Perhaps it is this quality possessed by Brite’s characters that makes it possible to get past the images of grotesque violence and explicit sexual behaviour. I’ll admit, part of it is pure fascination – the desire to find out what makes Andrew and Jay the way they are and what on earth they are going to do next. But what really keeps you reading are the rare moments of kindness shown by the killers, and the raw and even desperate humanity of the characters.
The Turn of the Screw
Henry James (1898)
The Turn of the Screw by Henry James is a wonderful ghost story which deals with a topic both most repulsive and fascinating to human consciousness – the corruption of childhood innocence by adult evil.
On first learning that we had to read the short novel as part of an English Studies module, I admit I was not at all excited given that I have always dreaded anything typically “horrific” as manifested in any cultural form. However, I must admit that James’s novel took me by pleasant and welcome surprise.
The finesse and elegance of the writing and the structure of the narrative immediately draws one in. The setting is suitably eerie – a company listen attentively to a ghost story narrated from an account given to the story-teller by a governess of whom he once made the acquaintance.

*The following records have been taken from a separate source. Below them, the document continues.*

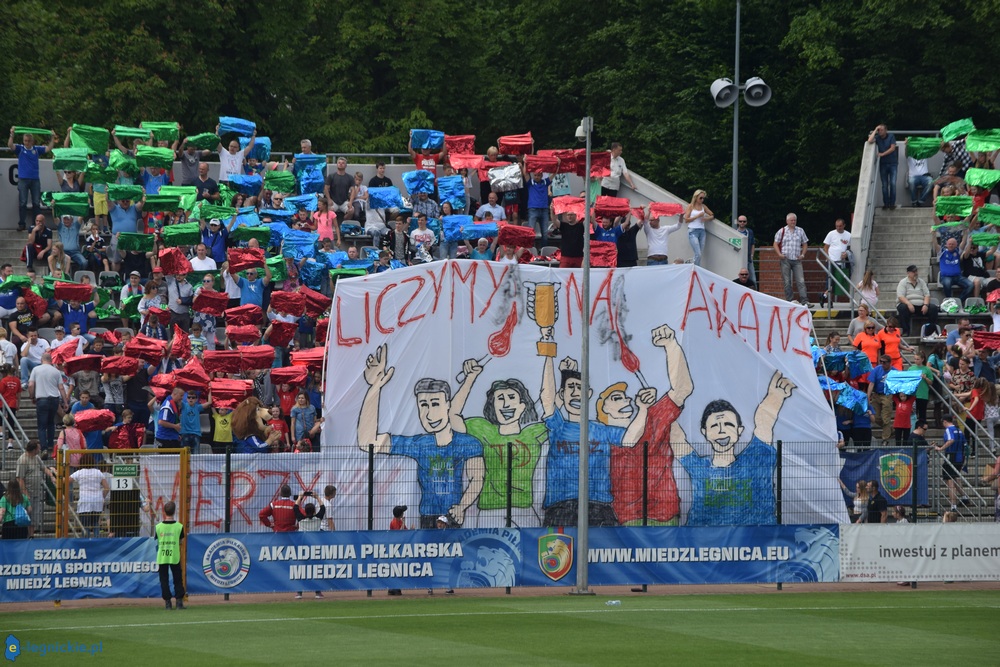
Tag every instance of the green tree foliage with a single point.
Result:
(354, 77)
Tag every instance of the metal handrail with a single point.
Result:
(12, 427)
(851, 288)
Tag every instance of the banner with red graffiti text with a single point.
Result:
(463, 379)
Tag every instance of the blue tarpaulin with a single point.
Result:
(384, 198)
(452, 225)
(419, 180)
(902, 382)
(241, 126)
(248, 185)
(430, 139)
(451, 190)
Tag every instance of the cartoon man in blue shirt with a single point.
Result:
(730, 487)
(444, 454)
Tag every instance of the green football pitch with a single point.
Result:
(864, 628)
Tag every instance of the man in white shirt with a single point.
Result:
(491, 207)
(656, 240)
(62, 339)
(790, 245)
(611, 184)
(201, 261)
(31, 354)
(231, 160)
(918, 181)
(837, 246)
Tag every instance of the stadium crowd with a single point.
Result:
(165, 296)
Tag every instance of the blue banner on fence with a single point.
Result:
(681, 555)
(73, 569)
(262, 562)
(469, 558)
(894, 470)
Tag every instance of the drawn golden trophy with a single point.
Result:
(543, 308)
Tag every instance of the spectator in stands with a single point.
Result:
(953, 447)
(21, 323)
(950, 274)
(327, 227)
(28, 181)
(868, 288)
(885, 143)
(358, 198)
(955, 153)
(657, 239)
(628, 253)
(611, 184)
(918, 180)
(974, 262)
(790, 244)
(39, 244)
(743, 278)
(232, 160)
(892, 342)
(215, 236)
(337, 190)
(741, 227)
(423, 237)
(380, 180)
(984, 365)
(69, 236)
(180, 296)
(868, 342)
(59, 260)
(962, 377)
(913, 296)
(837, 246)
(190, 158)
(879, 398)
(45, 389)
(424, 205)
(251, 287)
(696, 214)
(208, 189)
(539, 198)
(397, 241)
(201, 261)
(493, 208)
(878, 507)
(425, 159)
(573, 238)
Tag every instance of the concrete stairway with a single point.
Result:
(900, 238)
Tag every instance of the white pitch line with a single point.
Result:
(616, 610)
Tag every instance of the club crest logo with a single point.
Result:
(555, 555)
(896, 474)
(226, 562)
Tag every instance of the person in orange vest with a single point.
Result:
(282, 515)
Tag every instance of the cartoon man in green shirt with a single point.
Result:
(509, 416)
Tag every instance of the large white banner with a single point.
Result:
(921, 552)
(438, 367)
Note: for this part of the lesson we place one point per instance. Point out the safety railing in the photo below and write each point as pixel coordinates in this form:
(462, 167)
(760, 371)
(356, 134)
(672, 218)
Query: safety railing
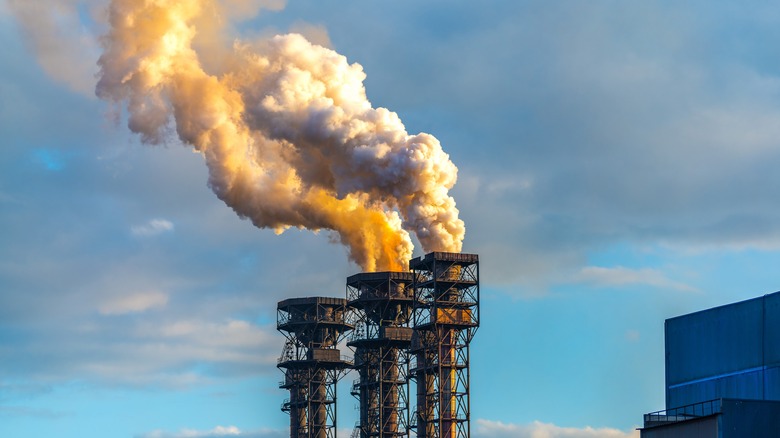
(683, 413)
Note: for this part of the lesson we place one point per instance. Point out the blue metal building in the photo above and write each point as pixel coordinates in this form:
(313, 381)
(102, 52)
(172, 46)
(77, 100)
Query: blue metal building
(722, 373)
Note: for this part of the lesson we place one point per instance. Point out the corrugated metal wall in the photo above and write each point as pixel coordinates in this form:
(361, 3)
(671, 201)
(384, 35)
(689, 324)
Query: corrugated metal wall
(726, 352)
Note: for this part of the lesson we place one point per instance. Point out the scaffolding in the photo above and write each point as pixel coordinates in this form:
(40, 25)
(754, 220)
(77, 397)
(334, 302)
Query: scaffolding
(445, 319)
(311, 363)
(382, 305)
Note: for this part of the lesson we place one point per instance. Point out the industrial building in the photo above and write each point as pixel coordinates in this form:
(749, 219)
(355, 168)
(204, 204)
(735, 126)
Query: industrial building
(722, 373)
(404, 327)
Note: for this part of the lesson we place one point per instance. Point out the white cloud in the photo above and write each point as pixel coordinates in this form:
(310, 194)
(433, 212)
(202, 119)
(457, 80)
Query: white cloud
(537, 429)
(152, 228)
(622, 276)
(65, 48)
(133, 303)
(219, 431)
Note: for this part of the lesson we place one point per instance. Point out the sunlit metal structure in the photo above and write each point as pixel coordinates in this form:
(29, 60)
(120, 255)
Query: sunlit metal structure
(311, 362)
(382, 305)
(445, 319)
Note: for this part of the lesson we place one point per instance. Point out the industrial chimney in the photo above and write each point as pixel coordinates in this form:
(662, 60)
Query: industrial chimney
(382, 303)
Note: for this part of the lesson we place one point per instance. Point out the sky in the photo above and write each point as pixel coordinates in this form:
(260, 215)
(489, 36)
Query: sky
(616, 167)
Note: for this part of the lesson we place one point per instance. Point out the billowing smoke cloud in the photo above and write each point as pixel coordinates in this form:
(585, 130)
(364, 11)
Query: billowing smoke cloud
(286, 130)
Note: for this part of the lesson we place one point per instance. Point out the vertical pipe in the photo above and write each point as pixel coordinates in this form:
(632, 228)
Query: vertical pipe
(390, 392)
(297, 415)
(319, 405)
(448, 385)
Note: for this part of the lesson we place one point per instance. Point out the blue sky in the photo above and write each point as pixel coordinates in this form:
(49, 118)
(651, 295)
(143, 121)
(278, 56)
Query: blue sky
(617, 166)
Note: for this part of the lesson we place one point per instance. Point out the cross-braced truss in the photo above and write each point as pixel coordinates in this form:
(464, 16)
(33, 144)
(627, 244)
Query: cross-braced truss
(445, 319)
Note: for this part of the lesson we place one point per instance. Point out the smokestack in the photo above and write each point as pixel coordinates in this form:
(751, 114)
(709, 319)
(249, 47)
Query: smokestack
(382, 303)
(287, 133)
(446, 317)
(311, 362)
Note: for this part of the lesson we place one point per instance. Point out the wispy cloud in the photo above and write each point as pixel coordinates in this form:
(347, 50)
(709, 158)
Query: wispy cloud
(152, 228)
(622, 276)
(537, 429)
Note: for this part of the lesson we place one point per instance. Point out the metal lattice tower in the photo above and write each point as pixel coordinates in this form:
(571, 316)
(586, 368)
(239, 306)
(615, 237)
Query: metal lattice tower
(382, 304)
(445, 317)
(311, 362)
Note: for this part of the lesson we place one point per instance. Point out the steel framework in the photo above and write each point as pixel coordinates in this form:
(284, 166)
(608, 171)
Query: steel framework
(382, 305)
(311, 362)
(445, 319)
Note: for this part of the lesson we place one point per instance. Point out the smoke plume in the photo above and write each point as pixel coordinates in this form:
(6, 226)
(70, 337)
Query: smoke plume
(286, 130)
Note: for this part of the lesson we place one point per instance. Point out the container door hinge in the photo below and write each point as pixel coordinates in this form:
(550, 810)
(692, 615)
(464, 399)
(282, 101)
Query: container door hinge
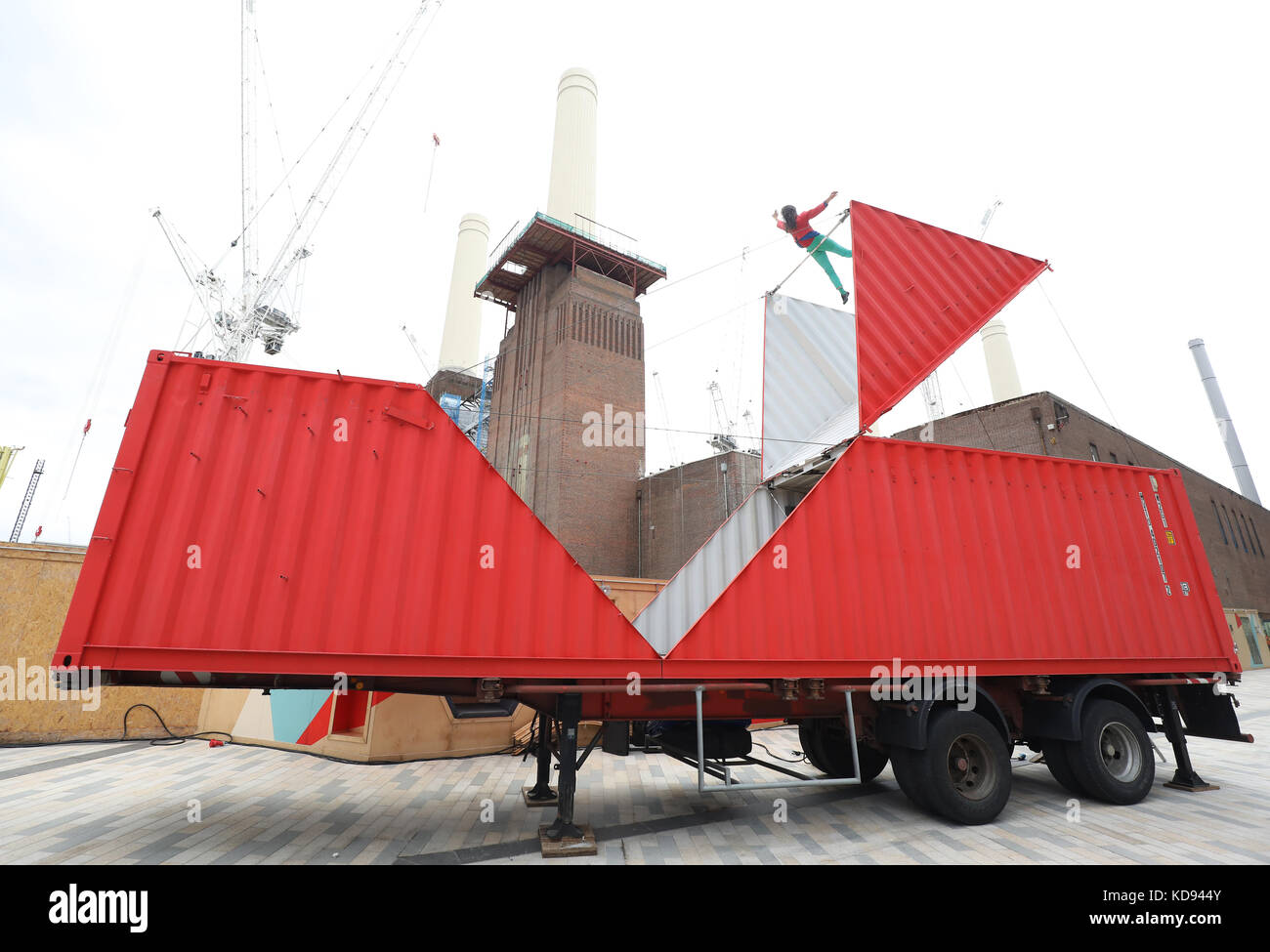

This woman’s experience of the presence of evil while taking care of two children at an isolated country house forms the main body of the text. However, even before we reach this point, the reader is struck by the dynamics of the opening that hint at some special relationship between the governess and the man to whom she has relayed her tale.
The almost uncanny ability of characters to guess the thoughts of others leaves the reader with a sense of wonder and awareness of the inherent subjectivity of narrative, as well as the difficulty of gleaning knowledge from that which is told from another’s perspective.
Despite James’ great craft in this respect, the reader is perhaps more intrigued by the beautiful children, Miles and Flora, of whom the governess is taking care. Corrupted, it would seem, by ghostly presences in the house, their behavior towards the governess and their housekeeper grows increasingly stranger as the story progresses, creating an escalating sense of tension. They are at first trusted by their governess, who eventually finds herself unable to control her fear and suspicion to an end that is as dramatic as it is strikingly silent.
We are as unsure of the children’s corruption as much as we are of the existence of the ghosts. The apparent neuroticism of the governess has repeatedly come under scrutiny from literary critics, yet I believe that she is aware enough of her own, concealed motivations to prove her honesty in this regard and win some respect from the reader.
The thrilling content of the story holds the reader from the beginning all the way to the dramatic close. And though typically concerned with intellectual issues, the tale is a master class in the art of narrative suspense. It is essential reading for any who wishes to relish the joys of a most excellent horror indeed this Hallowe’en.